Trump notes Strasbourg shooting to press for US border wall

AFP , Wednesday 12 Dec 2018
French city of Strasbourg
Police officers stand guard near the scene of a shooting in the French city of Strasbourg. (AFP)
Views: 2630
Views: 2630

US President Donald Trump pointed Wednesday to the mass shooting at a Christmas market in France to bolster his demands for funding to build a US border wall with Mexico.

Trump's tweet linking the issues came despite the fact that the suspect in Tuesday's attack in Strasbourg, France, is a native of the city with a criminal past and extremist views.

A French prosecutor said the gunman shouted "Allahu Akbar" -- Arabic for "God is greatest" -- before opening fire in a popular Christmas market in the city's medieval center, killing two people, leaving a third brain-dead and wounding 12 others.
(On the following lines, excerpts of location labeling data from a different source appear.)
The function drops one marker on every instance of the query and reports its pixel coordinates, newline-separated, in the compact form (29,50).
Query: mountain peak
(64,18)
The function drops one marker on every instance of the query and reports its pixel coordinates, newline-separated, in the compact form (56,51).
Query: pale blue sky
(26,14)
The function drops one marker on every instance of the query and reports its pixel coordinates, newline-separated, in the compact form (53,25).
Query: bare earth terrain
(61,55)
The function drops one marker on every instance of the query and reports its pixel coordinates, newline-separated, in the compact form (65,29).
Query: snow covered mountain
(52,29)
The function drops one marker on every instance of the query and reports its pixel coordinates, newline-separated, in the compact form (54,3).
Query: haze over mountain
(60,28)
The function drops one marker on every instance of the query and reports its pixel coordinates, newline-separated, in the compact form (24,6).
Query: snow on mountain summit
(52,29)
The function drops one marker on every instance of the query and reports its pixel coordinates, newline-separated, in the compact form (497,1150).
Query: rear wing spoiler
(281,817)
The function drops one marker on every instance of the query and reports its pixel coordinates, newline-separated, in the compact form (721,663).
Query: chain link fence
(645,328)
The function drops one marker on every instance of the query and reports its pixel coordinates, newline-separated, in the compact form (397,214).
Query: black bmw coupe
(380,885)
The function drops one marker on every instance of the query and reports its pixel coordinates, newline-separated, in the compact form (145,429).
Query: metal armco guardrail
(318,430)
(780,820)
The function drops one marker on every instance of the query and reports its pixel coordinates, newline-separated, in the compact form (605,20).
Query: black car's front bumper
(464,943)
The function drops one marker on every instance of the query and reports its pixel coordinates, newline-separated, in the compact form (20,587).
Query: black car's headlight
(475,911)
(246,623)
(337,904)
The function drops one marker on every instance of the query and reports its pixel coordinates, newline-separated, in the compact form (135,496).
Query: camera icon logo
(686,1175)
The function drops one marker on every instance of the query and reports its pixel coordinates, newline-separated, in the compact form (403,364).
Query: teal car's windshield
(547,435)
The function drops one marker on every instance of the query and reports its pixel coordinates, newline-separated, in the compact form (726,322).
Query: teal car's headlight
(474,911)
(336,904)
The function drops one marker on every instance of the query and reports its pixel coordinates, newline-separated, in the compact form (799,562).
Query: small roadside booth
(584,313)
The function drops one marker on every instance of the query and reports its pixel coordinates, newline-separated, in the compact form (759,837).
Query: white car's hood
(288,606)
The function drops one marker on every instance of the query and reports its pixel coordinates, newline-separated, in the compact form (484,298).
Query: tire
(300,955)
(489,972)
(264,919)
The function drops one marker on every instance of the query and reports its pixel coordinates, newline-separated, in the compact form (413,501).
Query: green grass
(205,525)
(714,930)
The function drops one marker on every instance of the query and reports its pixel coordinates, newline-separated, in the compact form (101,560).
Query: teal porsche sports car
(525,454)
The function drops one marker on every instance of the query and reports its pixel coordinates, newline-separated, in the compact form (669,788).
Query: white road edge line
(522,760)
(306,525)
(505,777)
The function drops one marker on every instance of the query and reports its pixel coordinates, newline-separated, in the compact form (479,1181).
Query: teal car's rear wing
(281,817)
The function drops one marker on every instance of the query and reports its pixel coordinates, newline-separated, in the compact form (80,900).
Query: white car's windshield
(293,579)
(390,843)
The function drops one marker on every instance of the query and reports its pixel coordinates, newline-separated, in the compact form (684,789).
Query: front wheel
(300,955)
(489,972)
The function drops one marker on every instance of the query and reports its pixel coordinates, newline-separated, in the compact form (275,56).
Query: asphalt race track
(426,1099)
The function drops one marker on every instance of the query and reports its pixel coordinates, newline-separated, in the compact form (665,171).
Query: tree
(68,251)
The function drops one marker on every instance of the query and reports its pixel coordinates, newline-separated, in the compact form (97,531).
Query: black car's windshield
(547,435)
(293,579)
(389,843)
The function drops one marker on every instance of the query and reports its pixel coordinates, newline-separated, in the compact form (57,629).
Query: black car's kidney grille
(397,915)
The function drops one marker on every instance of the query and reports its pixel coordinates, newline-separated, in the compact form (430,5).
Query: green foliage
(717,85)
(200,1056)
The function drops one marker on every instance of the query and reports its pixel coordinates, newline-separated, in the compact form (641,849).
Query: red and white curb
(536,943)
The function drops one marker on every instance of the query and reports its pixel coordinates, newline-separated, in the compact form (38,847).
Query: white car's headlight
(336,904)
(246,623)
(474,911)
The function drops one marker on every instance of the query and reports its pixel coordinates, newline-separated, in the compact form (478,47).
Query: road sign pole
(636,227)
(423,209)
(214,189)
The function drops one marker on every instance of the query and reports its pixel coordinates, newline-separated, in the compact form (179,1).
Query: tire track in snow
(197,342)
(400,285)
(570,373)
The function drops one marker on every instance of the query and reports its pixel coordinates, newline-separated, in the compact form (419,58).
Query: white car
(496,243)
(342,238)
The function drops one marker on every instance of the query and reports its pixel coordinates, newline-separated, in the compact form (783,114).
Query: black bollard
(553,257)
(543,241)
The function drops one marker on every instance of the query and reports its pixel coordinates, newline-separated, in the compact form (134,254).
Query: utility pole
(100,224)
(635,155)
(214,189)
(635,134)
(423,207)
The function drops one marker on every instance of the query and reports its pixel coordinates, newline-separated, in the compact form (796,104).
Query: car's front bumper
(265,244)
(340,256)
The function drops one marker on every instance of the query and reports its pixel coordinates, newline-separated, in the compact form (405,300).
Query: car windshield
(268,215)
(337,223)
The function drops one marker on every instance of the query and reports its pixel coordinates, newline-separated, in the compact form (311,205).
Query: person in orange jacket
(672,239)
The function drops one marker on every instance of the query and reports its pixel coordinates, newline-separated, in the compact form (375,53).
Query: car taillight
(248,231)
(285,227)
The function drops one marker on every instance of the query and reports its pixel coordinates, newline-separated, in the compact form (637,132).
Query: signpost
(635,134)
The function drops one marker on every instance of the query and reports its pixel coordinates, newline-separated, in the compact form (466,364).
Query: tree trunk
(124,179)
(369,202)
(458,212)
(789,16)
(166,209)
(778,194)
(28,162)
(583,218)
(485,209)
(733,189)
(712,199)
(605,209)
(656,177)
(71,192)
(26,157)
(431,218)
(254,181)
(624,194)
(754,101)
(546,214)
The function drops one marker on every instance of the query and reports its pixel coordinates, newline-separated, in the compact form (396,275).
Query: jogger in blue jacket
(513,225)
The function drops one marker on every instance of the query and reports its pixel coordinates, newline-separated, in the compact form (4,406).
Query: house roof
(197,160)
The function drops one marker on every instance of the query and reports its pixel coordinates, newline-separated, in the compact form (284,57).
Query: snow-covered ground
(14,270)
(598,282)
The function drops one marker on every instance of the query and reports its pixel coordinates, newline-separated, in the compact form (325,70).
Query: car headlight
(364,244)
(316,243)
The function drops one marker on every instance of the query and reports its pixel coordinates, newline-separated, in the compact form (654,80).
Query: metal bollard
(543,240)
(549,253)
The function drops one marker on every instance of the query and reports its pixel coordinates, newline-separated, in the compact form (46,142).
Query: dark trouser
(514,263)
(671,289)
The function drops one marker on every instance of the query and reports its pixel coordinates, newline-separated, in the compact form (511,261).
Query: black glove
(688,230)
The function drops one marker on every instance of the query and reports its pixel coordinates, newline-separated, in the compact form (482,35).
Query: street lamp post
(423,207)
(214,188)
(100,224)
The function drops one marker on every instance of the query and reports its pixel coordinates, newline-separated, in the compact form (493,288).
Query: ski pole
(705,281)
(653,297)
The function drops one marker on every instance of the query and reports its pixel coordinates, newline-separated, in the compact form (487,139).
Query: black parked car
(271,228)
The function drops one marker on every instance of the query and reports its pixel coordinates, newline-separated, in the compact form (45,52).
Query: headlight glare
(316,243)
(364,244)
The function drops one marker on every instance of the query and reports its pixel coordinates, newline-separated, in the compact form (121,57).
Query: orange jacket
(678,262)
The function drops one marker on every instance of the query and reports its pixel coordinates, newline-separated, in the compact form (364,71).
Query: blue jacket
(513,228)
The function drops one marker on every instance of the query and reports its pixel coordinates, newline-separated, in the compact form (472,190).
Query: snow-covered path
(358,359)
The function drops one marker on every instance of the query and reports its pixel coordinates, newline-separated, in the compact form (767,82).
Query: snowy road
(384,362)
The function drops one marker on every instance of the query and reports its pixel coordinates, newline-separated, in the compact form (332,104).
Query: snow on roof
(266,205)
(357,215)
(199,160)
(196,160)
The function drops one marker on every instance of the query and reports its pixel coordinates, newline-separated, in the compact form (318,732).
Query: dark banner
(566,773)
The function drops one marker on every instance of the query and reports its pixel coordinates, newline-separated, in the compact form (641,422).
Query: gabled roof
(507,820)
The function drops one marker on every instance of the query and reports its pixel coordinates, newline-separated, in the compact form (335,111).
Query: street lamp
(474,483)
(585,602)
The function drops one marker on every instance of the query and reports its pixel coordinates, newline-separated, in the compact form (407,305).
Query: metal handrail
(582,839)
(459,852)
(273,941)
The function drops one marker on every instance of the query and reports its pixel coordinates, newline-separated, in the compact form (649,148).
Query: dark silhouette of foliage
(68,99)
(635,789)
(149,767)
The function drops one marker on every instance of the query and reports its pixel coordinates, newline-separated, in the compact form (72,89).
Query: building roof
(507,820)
Trump mentioned the attack only glancingly, using his first public comment on the incident to buttress his arguments for funding a US-Mexico border wall.

"Another very bad terror attack in France. We are going to strengthen our borders even more. Chuck and Nancy must give us the votes to get additional Border Security!," he said.

Trump clashed angrily with Senate Minority Leader Chuck Schumer and House Democratic leader Nancy Pelosi on funding for the wall Tuesday in an Oval Office meeting carried live on television.

Secretary of State Mike Pompeo also cited the Strasbourg attack to support a border wall, which was a signature promise of Trump during the 2016 presidential campaign.

"Every time we add to people here who have the risk of becoming radicalized, we increase the risk to American citizens," Pompeo told Fox News.

"We should build it out," he said of the wall. "We should do all the things we need to do to control the flow of people into our country in a way that is lawful only."

But Pompeo did not answer on whether Mexico will pay for the wall -- a favorite line of Trump at his rallies -- and said he was working with Mexico to prevent emigration at its source in conflict-ridden El Salvador, Guatemala and Honduras.

"Frankly, the most important thing we can do is turn off the flow from those three countries," he said.